Tournament Season
by Rudi Dornemann
I saw her at the roof-races, her crimson stilt-car ambling along at the middle of the pack. Her name, I didn’t catch, but the winking skull icon on the hood was hard to forget.
I saw it again at the hot-air balloon demolition derby, on the chute she used to bail out amid the aerial apocalypse that took the field from fifty contests to three in moments. She waved, perhaps in my direction.
I met her at last in the undercity after the giant eel slalom. She was dripping into the celebratory champagne, and giddy before her first sip. She’d placed in the top five.
“I’ve seen you,” she said, “in the stands, always with that hat. I’ve taken it as a good luck charm.” She handed me a flute of watery bubbly. “Please keep wearing it.”
I stammered something, but she was swept into the crowd of well-wishers and people who’d won money on her.
It wasn’t a hat. It was a job, a series of hats I was paid to wear, some kind of advertising campaign building through the tournament months. But as long as they looked similar, she’d get her luck, and I’d get my paycheck.

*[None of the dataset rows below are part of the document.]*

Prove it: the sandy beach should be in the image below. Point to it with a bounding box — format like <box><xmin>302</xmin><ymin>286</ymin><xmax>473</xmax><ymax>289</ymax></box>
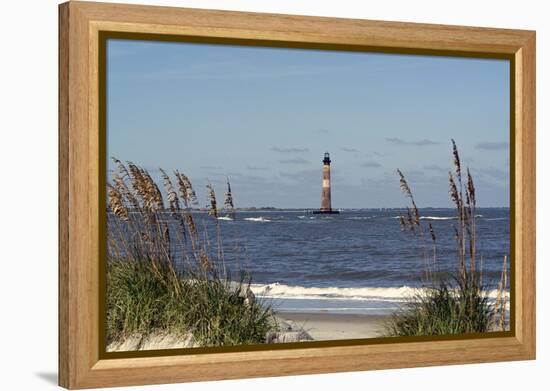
<box><xmin>277</xmin><ymin>312</ymin><xmax>388</xmax><ymax>341</ymax></box>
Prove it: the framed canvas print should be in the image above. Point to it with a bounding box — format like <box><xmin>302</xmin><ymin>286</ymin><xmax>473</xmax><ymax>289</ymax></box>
<box><xmin>59</xmin><ymin>2</ymin><xmax>535</xmax><ymax>388</ymax></box>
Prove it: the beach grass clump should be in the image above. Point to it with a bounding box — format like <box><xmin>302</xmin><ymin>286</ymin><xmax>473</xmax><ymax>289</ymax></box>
<box><xmin>385</xmin><ymin>283</ymin><xmax>494</xmax><ymax>337</ymax></box>
<box><xmin>107</xmin><ymin>260</ymin><xmax>276</xmax><ymax>346</ymax></box>
<box><xmin>106</xmin><ymin>159</ymin><xmax>277</xmax><ymax>346</ymax></box>
<box><xmin>386</xmin><ymin>140</ymin><xmax>507</xmax><ymax>336</ymax></box>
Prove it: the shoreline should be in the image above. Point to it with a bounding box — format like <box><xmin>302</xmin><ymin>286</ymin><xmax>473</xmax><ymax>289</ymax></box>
<box><xmin>277</xmin><ymin>312</ymin><xmax>391</xmax><ymax>341</ymax></box>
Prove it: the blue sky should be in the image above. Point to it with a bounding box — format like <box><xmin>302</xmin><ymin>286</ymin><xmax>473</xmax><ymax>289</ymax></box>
<box><xmin>107</xmin><ymin>40</ymin><xmax>509</xmax><ymax>208</ymax></box>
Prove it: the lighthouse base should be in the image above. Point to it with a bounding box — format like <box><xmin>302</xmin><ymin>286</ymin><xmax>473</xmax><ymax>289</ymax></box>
<box><xmin>312</xmin><ymin>209</ymin><xmax>340</xmax><ymax>215</ymax></box>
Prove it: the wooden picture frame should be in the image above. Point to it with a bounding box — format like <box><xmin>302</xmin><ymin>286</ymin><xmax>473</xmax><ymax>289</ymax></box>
<box><xmin>59</xmin><ymin>1</ymin><xmax>535</xmax><ymax>389</ymax></box>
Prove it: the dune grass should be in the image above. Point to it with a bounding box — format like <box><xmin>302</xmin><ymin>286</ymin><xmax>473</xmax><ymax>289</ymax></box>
<box><xmin>385</xmin><ymin>140</ymin><xmax>507</xmax><ymax>336</ymax></box>
<box><xmin>386</xmin><ymin>282</ymin><xmax>495</xmax><ymax>337</ymax></box>
<box><xmin>106</xmin><ymin>159</ymin><xmax>277</xmax><ymax>346</ymax></box>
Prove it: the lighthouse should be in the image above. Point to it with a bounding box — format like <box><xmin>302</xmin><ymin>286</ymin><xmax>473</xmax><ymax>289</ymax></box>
<box><xmin>313</xmin><ymin>152</ymin><xmax>339</xmax><ymax>214</ymax></box>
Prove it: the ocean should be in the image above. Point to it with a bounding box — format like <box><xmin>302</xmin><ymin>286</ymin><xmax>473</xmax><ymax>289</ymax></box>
<box><xmin>108</xmin><ymin>208</ymin><xmax>510</xmax><ymax>315</ymax></box>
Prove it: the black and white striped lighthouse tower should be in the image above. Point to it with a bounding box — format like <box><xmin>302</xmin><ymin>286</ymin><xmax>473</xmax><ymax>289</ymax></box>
<box><xmin>313</xmin><ymin>152</ymin><xmax>339</xmax><ymax>214</ymax></box>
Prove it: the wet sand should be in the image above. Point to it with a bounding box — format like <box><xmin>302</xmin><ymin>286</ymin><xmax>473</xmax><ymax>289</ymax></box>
<box><xmin>277</xmin><ymin>312</ymin><xmax>388</xmax><ymax>341</ymax></box>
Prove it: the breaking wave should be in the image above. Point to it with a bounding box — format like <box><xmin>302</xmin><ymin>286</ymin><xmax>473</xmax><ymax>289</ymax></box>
<box><xmin>250</xmin><ymin>283</ymin><xmax>416</xmax><ymax>301</ymax></box>
<box><xmin>420</xmin><ymin>216</ymin><xmax>457</xmax><ymax>220</ymax></box>
<box><xmin>250</xmin><ymin>283</ymin><xmax>508</xmax><ymax>302</ymax></box>
<box><xmin>243</xmin><ymin>216</ymin><xmax>271</xmax><ymax>223</ymax></box>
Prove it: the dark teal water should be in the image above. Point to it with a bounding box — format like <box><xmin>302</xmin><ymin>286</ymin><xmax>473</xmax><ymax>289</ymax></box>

The next hat, the next event went fine. I sat just behind the reviewing stand at the skate-boat regatta–I got a bonus for visibility. The winking skull sloop placed twelfth, enough for a small cash prize–bonuses all round.
But the next was all disasters. I overslept, arrived late, only found a seat in the second mezzanine; the hat wasn’t much like the others, and looked even less like them the way I’d thrown it on; she was eliminated before the first intermission.
“Combat opera,” she said when I found her, alone, backstage, “Easier than it looks. Until you miss a cue.” She smiled behind the icepack. “I’m done.”
“There’s the ornithopter relays,” I said. “The mole-machine rally. Tournament season’s barely begun.”
“No, tonight was it. The launch.”
“Launch?”
“The icon,” she said. Then the crowd found her, and I lost her.
Ad world connections told me the winking skull mark auctioned well the next morning. I saw it frequently over the next months, openly on tea packets and fig tins, subliminally in magazine photo shadows.
Next spring, her stilt-car bore a laughing rhino logo and I resolved to keep wearing my motley-lapelled smoking jackets through the season, to see what luck would bring us.